とにかくよく顔にも出るし、態度にも出てる。だから、何か落ち込んでいるんだな、と今日のその顔を見て思った俺は尋ねた。
「どうした?」
俺の言葉に、小さな声が返る。だめかもしれないの、と探偵は言った。
「何が」
それには答えず、俯いたまま。

「なんか悩んでるなら、言えよ」
「きらわれたかも、しれな、い」
つぶやいたそれは弱々しく、泣きそうなものだった。
ああ、アイツか、と頭の中で思い浮かべる。――探偵の想い人。

「なんでだよ」
「余計なこと、言っちゃった」
「相手は?怒ってたのかよ」
「ううん、でも、そのあとすぐよそよそしくなった気がして……用事があるって帰っちゃったし……なにか駄目なこといっちゃったのかな、とか、私といっしょに居るのやになっちゃったのかな、とか」
握りしめる拳が震えている。

「直接言われてねえなら偶然だ、偶然。ほんとに用事あったんだろ」
出来るだけ軽く、なんでもないことのように言ってやる。
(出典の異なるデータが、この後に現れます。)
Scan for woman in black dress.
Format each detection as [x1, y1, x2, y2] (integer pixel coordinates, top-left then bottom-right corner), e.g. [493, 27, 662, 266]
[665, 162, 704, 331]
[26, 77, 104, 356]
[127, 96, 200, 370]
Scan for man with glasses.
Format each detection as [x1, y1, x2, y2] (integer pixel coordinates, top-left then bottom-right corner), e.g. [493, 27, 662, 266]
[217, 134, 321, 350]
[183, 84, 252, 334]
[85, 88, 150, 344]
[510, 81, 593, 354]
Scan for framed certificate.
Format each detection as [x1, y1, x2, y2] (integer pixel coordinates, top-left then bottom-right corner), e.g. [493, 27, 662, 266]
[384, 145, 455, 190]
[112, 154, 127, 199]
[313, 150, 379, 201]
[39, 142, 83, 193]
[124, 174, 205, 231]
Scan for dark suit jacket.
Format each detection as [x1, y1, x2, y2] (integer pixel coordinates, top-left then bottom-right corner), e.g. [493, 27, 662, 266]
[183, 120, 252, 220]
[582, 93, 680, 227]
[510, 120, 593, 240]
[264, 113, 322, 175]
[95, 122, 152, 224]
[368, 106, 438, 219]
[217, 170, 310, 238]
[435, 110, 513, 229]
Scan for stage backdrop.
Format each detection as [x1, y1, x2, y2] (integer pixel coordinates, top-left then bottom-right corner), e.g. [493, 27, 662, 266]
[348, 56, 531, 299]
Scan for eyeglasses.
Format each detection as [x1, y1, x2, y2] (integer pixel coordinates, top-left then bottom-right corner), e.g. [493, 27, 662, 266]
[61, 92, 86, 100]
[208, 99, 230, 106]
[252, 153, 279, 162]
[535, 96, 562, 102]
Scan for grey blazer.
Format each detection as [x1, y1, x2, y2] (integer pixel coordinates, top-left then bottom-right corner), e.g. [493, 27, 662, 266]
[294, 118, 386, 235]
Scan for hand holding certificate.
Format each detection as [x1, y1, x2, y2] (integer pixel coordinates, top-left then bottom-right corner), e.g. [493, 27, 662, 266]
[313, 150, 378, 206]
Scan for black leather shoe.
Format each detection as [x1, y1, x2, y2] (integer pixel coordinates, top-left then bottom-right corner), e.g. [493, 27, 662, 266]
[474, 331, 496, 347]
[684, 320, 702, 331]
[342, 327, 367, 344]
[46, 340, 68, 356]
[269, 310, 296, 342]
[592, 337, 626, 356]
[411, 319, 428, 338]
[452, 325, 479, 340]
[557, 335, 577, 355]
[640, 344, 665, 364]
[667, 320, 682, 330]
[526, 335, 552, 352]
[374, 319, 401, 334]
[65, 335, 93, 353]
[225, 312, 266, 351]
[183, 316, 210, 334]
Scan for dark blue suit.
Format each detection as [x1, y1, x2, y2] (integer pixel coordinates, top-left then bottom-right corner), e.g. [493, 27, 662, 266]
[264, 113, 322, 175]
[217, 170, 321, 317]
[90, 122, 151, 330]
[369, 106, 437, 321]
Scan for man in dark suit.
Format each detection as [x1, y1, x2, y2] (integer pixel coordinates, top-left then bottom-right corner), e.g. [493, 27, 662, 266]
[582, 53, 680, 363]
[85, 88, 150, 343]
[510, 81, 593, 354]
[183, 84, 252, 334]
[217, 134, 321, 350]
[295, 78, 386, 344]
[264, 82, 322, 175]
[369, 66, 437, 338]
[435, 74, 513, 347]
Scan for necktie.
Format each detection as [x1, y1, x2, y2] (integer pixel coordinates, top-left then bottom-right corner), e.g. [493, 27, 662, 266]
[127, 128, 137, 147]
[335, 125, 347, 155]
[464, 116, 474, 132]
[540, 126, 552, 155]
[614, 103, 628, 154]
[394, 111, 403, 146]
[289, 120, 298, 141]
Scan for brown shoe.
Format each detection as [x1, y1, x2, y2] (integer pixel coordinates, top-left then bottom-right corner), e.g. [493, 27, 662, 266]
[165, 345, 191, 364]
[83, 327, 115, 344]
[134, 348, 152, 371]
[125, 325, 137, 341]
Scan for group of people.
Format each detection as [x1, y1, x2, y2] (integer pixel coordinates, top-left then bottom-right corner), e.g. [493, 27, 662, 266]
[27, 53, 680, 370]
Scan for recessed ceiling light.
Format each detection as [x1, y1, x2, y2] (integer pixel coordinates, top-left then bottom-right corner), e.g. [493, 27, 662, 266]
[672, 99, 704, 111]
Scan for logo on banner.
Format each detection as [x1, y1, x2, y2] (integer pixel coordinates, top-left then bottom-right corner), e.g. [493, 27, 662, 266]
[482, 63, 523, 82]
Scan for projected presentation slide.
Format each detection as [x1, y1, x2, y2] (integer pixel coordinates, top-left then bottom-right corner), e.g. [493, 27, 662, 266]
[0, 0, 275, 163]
探偵は、顔をあげて俺を見た。
「でも、」
何かを言いかける探偵より前に。
「気にすんなっつの!」
そう言って笑えばお前も笑うんだ。
ほんの少し、悲しげな顔で、それでもお前は笑うんだ。

「がんばれよ、探偵」
「うん」
はっきりと頷いたその微笑む顔を見て、俺の胸はずきずきと痛みを訴えた気がした。
だから、俺はそれに気づかないふりをして。
ぐしゃぐしゃと探偵の頭を大袈裟に撫でて、なんでもないように振る舞う。

「応援、してるから」

(お前が幸せなら、俺の恋は叶わなくてもいい)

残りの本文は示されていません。